Example config for 9:1 load sharing:

ip cef

mpls traffic-eng tunnels

interface loopback 0

ip address 11.11.11.11 255.255.255.255

ip router isis

interface GigabitEthernet0/0/0

ip address 10.1.1.1 255.255.255.252

ip router isis

mpls traffic-eng tunnels

ip rsvp bandwidth

interface GigabitEthernet0/0/1

ip address 10.1.2.1 255.255.255.252

ip router isis

mpls traffic-eng tunnels

ip rsvp bandwidth

interface tunnel1

ip unnumbered loopback 0

tunnel destination 17.17.17.17

tunnel mode mpls traffic-eng

tunnel mpls traffic-eng bandwidth 90 !based on this ratio load sharing will be done

tunnel mpls traffic-eng priority 1 1

tunnel mpls traffic-eng path-option 1 explicit identifier p1

interface tunnel2

ip unnumbered loopback 0

tunnel destination 17.17.17.17

tunnel mode mpls traffic-eng

tunnel mpls traffic-eng bandwidth 10 !based on this ratio load sharing will be done

tunnel mpls traffic-eng priority 1 1

tunnel mpls traffic-eng path-option 1 explicit identifier p2

router isis

network 47.0000.0011.0011.00

is-type level-1

metric-style wide

mpls traffic-eng router-id loopback0

mpls traffic-eng level-1

ip explicit-path identifier p1

next-address 10.1.1.2

ip explicit-path identifier p2

next-address 10.1.2.2

ip route 17.17.17.17 255.255.255.255 tunnel1

ip route 17.17.17.17 255.255.255.255 tunnel2

Assuming you have a BGP session between 11.11.11.11 and 17.17.17.17.

For a more detailed discussion and configuration examples have a look at f.e. the MPLS configuration guide for IOS 12.4

http://www.cisco.com/en/US/products/ps6350/products_configuration_guide_chapter09186a00800ca7fa_4container_ccmigration_09186a00804402b1.html

Hope this helps!

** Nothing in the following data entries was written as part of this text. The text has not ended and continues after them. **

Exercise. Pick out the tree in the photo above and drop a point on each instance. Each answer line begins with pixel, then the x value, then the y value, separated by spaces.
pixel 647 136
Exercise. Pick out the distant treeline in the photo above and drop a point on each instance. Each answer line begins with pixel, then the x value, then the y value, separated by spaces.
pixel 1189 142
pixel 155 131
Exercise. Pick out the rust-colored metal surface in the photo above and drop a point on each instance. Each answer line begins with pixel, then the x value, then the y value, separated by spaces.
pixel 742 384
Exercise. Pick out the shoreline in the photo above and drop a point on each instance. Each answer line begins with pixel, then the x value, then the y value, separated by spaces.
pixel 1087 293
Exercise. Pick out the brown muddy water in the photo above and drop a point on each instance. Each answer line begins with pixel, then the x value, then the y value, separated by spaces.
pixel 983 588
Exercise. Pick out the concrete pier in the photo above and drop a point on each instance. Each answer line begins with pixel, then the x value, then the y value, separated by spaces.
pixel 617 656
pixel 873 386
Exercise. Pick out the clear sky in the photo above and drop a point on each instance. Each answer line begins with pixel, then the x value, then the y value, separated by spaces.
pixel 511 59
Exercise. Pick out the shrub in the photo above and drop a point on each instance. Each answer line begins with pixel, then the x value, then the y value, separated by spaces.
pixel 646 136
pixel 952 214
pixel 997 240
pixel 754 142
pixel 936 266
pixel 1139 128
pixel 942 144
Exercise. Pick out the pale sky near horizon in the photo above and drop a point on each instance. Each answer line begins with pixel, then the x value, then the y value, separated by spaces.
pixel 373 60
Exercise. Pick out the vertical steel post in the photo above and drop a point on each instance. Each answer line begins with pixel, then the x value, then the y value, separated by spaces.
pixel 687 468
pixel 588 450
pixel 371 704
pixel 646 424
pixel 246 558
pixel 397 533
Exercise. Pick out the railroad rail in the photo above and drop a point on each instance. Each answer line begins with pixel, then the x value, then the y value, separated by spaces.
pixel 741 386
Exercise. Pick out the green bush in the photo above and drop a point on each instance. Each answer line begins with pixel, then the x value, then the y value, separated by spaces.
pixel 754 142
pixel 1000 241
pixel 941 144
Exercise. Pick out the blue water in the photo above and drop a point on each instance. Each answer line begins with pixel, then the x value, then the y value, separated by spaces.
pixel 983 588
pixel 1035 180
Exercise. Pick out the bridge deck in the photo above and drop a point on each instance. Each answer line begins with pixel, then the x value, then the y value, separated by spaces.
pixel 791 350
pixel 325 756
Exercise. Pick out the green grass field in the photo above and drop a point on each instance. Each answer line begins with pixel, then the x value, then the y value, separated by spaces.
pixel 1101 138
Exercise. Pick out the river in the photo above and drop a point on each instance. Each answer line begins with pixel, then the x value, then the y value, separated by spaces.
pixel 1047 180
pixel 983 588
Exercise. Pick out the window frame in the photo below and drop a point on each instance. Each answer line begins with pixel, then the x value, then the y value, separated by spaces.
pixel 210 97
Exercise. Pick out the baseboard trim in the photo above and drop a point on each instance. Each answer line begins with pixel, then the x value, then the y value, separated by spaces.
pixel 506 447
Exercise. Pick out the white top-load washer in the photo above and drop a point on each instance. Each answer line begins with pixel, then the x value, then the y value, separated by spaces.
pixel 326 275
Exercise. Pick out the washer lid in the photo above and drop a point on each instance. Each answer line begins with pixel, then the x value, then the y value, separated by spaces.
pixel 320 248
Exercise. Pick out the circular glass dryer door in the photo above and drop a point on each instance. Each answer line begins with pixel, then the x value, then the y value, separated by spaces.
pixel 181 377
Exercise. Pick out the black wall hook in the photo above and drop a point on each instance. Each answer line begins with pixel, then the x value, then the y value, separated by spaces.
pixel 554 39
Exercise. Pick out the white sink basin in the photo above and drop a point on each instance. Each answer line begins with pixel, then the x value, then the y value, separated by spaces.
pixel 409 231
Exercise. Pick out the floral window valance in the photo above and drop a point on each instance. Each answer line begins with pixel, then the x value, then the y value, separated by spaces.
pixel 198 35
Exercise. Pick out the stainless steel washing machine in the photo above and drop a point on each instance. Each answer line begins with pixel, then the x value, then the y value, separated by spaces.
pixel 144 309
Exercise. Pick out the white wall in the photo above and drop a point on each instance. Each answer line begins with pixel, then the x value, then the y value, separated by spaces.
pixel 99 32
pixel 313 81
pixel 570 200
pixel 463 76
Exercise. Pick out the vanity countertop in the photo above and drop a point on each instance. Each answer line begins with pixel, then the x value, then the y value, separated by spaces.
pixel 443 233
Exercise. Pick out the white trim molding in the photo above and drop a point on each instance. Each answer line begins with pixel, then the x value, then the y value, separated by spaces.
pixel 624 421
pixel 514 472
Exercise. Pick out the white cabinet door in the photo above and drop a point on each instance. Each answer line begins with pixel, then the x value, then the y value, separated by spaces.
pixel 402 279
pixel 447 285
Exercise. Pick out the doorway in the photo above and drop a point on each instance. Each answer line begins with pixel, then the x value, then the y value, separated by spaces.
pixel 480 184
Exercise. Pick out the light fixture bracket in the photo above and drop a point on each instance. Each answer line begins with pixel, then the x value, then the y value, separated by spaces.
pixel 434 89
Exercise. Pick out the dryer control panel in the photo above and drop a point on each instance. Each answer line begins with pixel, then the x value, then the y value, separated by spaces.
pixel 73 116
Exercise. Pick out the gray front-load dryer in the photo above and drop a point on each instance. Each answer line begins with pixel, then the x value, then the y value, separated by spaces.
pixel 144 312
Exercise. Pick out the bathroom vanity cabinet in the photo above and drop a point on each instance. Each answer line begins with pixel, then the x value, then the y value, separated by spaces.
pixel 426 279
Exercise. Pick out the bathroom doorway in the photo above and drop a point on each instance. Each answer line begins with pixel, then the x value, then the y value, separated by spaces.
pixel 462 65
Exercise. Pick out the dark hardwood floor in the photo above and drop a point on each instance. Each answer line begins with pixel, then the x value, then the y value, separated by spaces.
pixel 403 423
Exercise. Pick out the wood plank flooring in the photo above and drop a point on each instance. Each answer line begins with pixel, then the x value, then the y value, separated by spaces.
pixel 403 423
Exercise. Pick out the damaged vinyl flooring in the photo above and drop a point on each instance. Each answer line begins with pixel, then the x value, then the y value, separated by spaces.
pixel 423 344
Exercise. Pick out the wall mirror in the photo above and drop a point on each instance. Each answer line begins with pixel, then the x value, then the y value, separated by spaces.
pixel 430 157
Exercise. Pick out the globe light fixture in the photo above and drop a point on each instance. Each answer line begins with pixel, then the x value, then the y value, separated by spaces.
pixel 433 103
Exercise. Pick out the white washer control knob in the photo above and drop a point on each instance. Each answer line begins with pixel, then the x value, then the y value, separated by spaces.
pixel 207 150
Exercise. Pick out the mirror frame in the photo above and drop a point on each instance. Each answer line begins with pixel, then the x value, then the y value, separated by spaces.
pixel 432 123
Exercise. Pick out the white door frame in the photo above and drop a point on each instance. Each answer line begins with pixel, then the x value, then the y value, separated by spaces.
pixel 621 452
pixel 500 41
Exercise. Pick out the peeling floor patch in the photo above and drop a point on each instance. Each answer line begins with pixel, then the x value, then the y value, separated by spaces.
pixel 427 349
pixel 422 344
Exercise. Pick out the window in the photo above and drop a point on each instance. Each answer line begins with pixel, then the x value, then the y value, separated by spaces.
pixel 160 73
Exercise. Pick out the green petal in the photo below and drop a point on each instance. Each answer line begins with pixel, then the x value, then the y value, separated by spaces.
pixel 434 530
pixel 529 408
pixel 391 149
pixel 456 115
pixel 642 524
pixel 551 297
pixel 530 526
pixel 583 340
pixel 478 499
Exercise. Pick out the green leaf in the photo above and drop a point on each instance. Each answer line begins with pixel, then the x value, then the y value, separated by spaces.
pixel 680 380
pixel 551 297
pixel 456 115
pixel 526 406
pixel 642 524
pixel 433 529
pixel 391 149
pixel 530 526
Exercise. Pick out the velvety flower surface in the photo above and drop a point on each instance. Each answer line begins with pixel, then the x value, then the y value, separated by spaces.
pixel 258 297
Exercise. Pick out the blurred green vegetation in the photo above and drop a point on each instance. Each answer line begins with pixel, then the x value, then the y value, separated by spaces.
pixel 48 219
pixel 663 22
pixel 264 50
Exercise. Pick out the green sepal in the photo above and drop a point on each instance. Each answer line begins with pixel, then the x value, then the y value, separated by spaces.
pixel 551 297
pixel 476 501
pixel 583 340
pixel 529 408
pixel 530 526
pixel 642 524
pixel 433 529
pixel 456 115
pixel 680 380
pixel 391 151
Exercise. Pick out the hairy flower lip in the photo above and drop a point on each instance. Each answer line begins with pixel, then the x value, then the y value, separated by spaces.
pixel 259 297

Please rate all posts.

Regards, Martin

Thank you very much for the effort. However, I need to be sure that those links will be redundant for each other - that is the main idea, so as you said - such balancing is static and it does not work for me, I need those unbalanced links to be able to replace each other in the case of link failure, and that is a must - I will rather forget about unbalancing them than use static distribution.